Krea.ai just dropped early access to Krea 2 — their first foundation model built entirely from scratch. And they're rolling it out in waves. Three codes went out — K2-NF55KA, K2-TCA7ZX, and TMYVGV — each unlocking access for 80 users at a time. What makes Krea 2 interesting isn't just that it's new — it's that the whole thing is engineered around aesthetic diversity and stylistic control. Most image models converge on a house style. Krea is explicitly trying not to do that. Early access is live. Watch this space.

Meanwhile, Black Forest Labs — the team behind FLUX — just shipped FLUX Outpainting through the BFL API. And this one's a big deal for anyone doing production image work. Outpainting, if you haven't used it, lets you expand an image beyond its original borders. The problem has always been seams — that ugly edge where the new content doesn't quite match. Light breaks. Texture drift. BFL says they've solved that at the model level, not with post-processing tricks. You can expand to any aspect ratio and the image just… holds together. That's a meaningful step forward for anyone building on top of FLUX.

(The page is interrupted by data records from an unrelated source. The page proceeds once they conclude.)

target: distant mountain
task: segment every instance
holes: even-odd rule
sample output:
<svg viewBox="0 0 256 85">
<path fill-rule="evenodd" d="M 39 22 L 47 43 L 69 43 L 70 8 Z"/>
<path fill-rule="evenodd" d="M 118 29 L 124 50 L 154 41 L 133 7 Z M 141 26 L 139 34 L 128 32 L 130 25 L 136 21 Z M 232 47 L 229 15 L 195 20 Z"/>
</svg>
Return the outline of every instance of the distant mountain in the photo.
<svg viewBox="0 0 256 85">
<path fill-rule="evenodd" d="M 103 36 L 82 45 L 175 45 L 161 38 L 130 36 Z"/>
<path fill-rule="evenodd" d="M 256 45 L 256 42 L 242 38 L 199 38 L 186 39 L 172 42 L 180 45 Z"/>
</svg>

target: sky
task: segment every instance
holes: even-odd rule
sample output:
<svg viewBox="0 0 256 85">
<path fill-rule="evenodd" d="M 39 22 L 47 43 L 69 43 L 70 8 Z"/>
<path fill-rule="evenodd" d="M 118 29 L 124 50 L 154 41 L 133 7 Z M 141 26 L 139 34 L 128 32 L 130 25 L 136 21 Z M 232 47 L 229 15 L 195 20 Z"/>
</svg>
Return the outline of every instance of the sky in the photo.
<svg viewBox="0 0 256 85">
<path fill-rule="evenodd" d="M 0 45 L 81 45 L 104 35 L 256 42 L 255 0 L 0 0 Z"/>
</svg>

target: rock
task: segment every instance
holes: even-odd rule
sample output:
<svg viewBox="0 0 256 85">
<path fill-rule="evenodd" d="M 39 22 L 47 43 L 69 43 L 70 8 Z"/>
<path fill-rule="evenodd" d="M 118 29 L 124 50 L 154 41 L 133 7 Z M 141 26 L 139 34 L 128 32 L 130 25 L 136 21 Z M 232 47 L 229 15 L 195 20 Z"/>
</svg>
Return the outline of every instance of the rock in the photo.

Staying in the image world for a second — the Draw Things app just released something called the Super Great Ultimate Upscaler LoRA. Yes, that's the actual name. It runs on Flux.2 Klein 9B, uses a four-step generation process, adds high-frequency texture detail, and strips out compression artifacts. The result? Genuinely photorealistic upscaling. If you're doing any local image work on Draw Things, this one's worth grabbing immediately.

Okay — shifting to agents. Microsoft Research just released Fara 1.5 — a computer-use agent, open-weight, available in three sizes: 4B, 9B, and 27B. It's fine-tuned from Qwen 3.5, and the way it works is — it looks at screenshots. No accessibility trees, no special browser hooks. It just sees what you see — and then it clicks, types, and scrolls. The wild part? Fara-7B — a mid-size variant — is matching much larger agents on web tasks. That's a strong efficiency story. Open-weight computer-use agents are getting very competitive, very fast.

Now — Ring 2.6. One trillion parameters. Open-source. Reasoning model. It launched this week and people are already stress-testing it hard. Developer Parul Gautam fed it a 38,000-token raw codebase — in a single prompt — and asked it to generate structured documentation, flag inconsistencies, and draft a changelog. It came back with perfect section coherence across the whole thing. And here's the kicker — she ran it on OpenRouter at literally zero cost. A trillion-parameter reasoning model. Free. That's not a typo.

Quick one — Resemble AI dropped DramaBox this week. It's an open-source voice model built for cinematic text-to-speech. We're not talking polished assistant voice here. We're talking emotions. Sighs. Grief-cracked performances. The kind of vocal texture that usually requires a recording booth and an actor. DramaBox does it without either. If you're building anything narrative — games, audiobooks, film pipelines — this is worth a serious look.

OpenRouter added Recraft V4.1 image models to the platform — and there's a whole lineup. V4.1 and V4.1 Pro for high-aesthetic general use. Vector and Pro Vector for clean SVG illustrations. Utility and Pro Utility for restrained, product-focused shots. What's getting attention is the natural photorealism and how well it handles smooth gradients — even on short prompts. No elaborate prompt engineering required.

And finally — Tencent's Hy3 preview model is doing something remarkable on OpenRouter. It hit number one in call volume after going behind a paywall — and it's holding 80% retention. Think about that. People are choosing to pay for it. Why? The pricing tells the story — its input cost is 45 times cheaper than Claude Sonnet 4. Thirty times cheaper than GPT-4.1. If the quality holds — and clearly users think it does — that's a pricing story that's going to pressure the whole market.

That's your AI digest for 15 May 2026.